Jenna is a fellow Real World house member. She’s from South Carolina and was raised Mormon, but I don’t think she’s the kind of Mormon a lot of Nevadans have come to know. I think something that’s really important to bring up about Jenna too, and something that I know it was hard to represent on the show because of the circumstances, but she not only came from this very, very small town, but she came from a trailer park on meth row with an abusive stepfather and a mother who was dealing with a drug addiction. She has seen everything. And unfortunately, those aren’t things that we learned about Jenna until well after this process. But I think when people start to understand this, the combination of ingrained and societal racism and then the idea of like it’s just cultural the sentiment against homosexuality, a lot of that is religion, it’s upbringing, it’s culture, and it’s also just how some people are raised. I think that was an amazing takeaway for all of us, is realizing like, at her core, Jenna is truly a sweet girl. But there’s a lot of conversation that remains to be had. 

She was entering the “real world”.Absolutely. You know, more so than any of us. To your comment about Mormonism, I think that the thing that was so personally affronting to me was that I think when she and I started having these conversations where we began really arguing against each other about LGBTQ issues – damn, wow. It’s so weird to reflect on all this.

It hit a very personal place for you.It really is. I think the thing that I realized about Jenna is that the things that she said were the things that I had heard so many Mormon people say behind closed doors. Like when they thought that they were just with each other. And it took me back to a very personal place – sitting there in those circles and just not being able to say anything because the things that people were saying about gay people or different races, even while I was in the midst of the Church, I knew were wrong. I think that’s what was scary and so, so sad about Jenna, was that she had just never had the opportunity or, I guess, the learning to tell her like these things are just not true anymore, or ever, and they’re not appropriate or considerate to say to people. 
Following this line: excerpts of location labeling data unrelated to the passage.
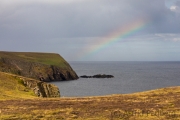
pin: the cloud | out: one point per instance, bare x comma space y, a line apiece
87, 18
69, 26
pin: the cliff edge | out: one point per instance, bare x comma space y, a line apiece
40, 66
18, 87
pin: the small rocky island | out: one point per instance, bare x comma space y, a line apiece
97, 76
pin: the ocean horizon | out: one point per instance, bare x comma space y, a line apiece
129, 77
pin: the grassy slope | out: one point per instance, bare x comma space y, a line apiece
44, 58
11, 87
16, 103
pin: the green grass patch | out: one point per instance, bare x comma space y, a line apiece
43, 58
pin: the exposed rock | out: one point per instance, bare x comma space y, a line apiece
42, 89
41, 66
98, 76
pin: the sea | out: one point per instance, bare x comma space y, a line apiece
129, 77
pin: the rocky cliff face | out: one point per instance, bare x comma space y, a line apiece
41, 66
42, 89
14, 86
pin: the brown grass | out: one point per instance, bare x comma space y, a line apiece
19, 104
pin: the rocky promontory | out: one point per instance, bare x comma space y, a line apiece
40, 66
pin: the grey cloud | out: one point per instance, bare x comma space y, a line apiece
82, 19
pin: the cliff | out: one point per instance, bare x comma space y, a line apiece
17, 87
41, 66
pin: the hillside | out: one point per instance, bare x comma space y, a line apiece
160, 104
41, 66
18, 87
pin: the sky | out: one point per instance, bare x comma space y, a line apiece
93, 30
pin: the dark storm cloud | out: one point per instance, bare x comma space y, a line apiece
86, 18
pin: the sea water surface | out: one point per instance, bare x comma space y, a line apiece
129, 77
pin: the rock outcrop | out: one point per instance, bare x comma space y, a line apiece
42, 89
15, 86
41, 66
98, 76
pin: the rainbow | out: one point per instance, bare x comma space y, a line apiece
119, 34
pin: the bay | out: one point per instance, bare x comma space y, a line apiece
129, 77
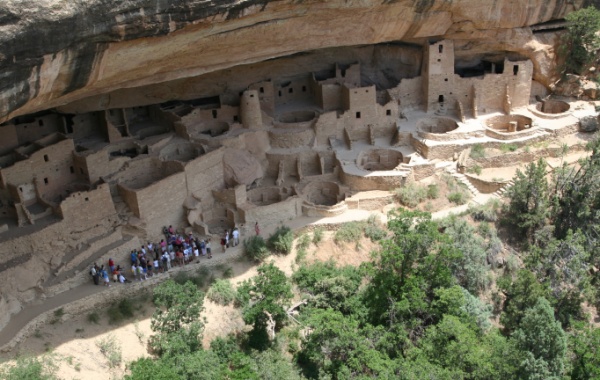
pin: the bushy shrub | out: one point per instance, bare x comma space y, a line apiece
242, 294
373, 229
30, 368
508, 147
318, 235
411, 195
255, 248
477, 151
221, 292
93, 317
476, 169
458, 197
282, 240
303, 242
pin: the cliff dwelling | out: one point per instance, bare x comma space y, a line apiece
268, 140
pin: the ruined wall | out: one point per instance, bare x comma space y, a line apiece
52, 166
225, 113
266, 95
361, 183
205, 174
275, 213
292, 91
8, 138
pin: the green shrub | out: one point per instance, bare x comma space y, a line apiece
300, 255
221, 292
318, 235
93, 317
181, 278
433, 191
282, 240
30, 368
350, 232
57, 315
255, 248
485, 213
411, 195
242, 294
477, 151
458, 197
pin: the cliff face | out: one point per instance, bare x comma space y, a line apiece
54, 52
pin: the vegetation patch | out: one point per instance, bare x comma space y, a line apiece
255, 248
282, 240
221, 292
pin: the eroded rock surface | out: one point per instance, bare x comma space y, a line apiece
55, 52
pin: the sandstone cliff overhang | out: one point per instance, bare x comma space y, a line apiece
54, 52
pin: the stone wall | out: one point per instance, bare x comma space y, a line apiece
205, 174
84, 208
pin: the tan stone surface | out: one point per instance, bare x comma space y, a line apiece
200, 45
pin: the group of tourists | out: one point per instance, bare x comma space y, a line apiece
152, 259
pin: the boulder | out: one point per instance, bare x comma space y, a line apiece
240, 167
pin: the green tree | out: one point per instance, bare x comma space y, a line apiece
581, 41
542, 341
267, 293
528, 208
338, 345
151, 369
30, 368
520, 294
408, 269
472, 268
326, 286
576, 197
176, 319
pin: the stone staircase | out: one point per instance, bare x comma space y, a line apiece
76, 265
461, 178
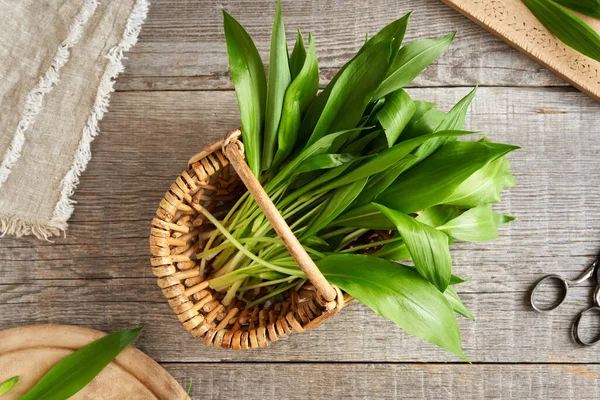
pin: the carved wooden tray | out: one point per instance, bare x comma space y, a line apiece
512, 21
31, 351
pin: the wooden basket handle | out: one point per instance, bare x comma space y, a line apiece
233, 149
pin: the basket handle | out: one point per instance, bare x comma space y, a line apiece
233, 150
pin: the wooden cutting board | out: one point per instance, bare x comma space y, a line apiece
512, 21
31, 351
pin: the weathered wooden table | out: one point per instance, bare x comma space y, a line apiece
176, 96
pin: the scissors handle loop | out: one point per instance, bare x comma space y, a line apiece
542, 308
576, 324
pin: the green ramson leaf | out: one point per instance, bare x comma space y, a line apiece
421, 108
322, 146
475, 225
456, 280
298, 56
434, 179
324, 161
439, 215
411, 60
484, 186
383, 160
361, 143
339, 200
425, 125
76, 370
381, 181
367, 217
325, 177
454, 119
394, 251
297, 98
279, 80
586, 7
566, 26
353, 91
457, 304
393, 33
248, 76
427, 246
397, 293
8, 384
395, 114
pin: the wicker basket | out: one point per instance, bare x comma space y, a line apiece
213, 180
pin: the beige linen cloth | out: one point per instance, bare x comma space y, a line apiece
58, 62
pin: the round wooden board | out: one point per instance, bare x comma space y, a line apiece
30, 351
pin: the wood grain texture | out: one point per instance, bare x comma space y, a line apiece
182, 46
372, 381
175, 98
99, 275
30, 351
506, 330
512, 21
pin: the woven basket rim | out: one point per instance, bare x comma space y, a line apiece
176, 234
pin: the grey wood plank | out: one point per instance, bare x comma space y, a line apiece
99, 276
147, 138
506, 329
182, 44
371, 381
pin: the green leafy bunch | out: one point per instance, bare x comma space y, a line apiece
363, 174
567, 26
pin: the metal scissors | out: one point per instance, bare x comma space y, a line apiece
591, 272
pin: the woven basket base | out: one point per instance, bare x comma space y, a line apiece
177, 234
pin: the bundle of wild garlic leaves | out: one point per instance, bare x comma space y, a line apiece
360, 168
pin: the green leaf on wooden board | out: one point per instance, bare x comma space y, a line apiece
586, 7
75, 371
392, 33
398, 293
339, 200
395, 114
8, 384
279, 79
410, 61
324, 161
433, 180
457, 304
353, 91
298, 56
248, 76
476, 224
484, 186
427, 246
453, 119
297, 98
566, 26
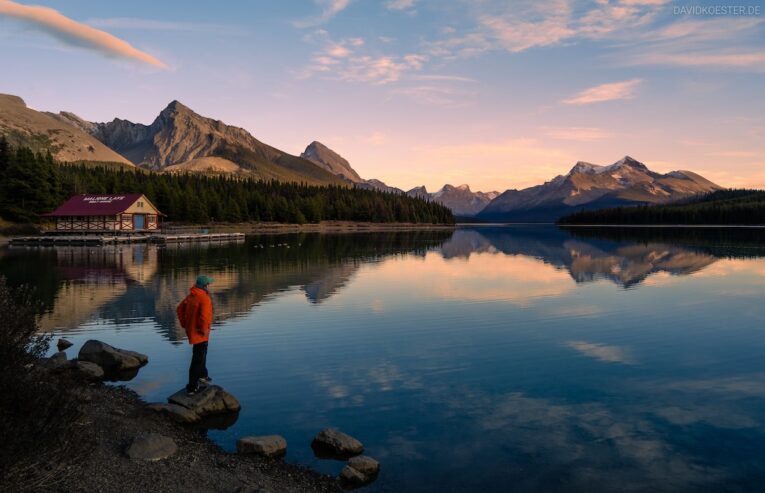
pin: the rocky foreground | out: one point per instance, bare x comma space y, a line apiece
120, 443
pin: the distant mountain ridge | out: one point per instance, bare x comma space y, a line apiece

Having left the Real World, do you continue to talk to your housemates? Yeah. I talk to every single one of them almost every single day. I think that’s unique to me, which I feel really blessed. They are all, in their own ways, incredible people, and I’m just so, so lucky to have made friends with them.

And you did drag for your first time, so that was pretty cool. Yes! And then when I got back from Real World I saw my first episode of RuPaul’s Drag Race.

Did you know any of the Brooklyn queens before watching the show? No, no. And I actually got to go to a viewing party with Thorgy Thor a few weeks ago. And she said the most wonderful thing, she said, “Michelle Visage told me that I needed to tone it down. But if we’re going to tone it down, why are we even doing this?” I just thought that was beautiful.

Being pansexual, was it easy for you to get along with Dean and Dione on the show? They actually were two of my biggest advocates on the show and I wish that this was better represented on the show because I think it’s very powerful. It was funny. I went essentially the whole season without really hooking up with anybody. I had hooked up with a couple of girls, but I had not hooked up with a guy yet. And the last party that we all went to together, I met a guy there and we were out on the dance floor and I looked over and I remember being so scared because of the experiences that I had in my own coming out before being on the Real World. I remember looking up and being so scared that they were going to look over and be uncomfortable, but they looked over at me dancing with this guy and they both made eye contact with me and started cheering for me like they would have each other if they were picking up girls. I realized, “This is so powerful that if you give someone the opportunity, you get to know them as a person before you get to know them as a label or a sexuality.” What kind of relationships can we be forming from there?

So, did you have any crushes on Dione or Dean initially? There was actually this cameraman and I thought he was so cute. We’ll leave it at that.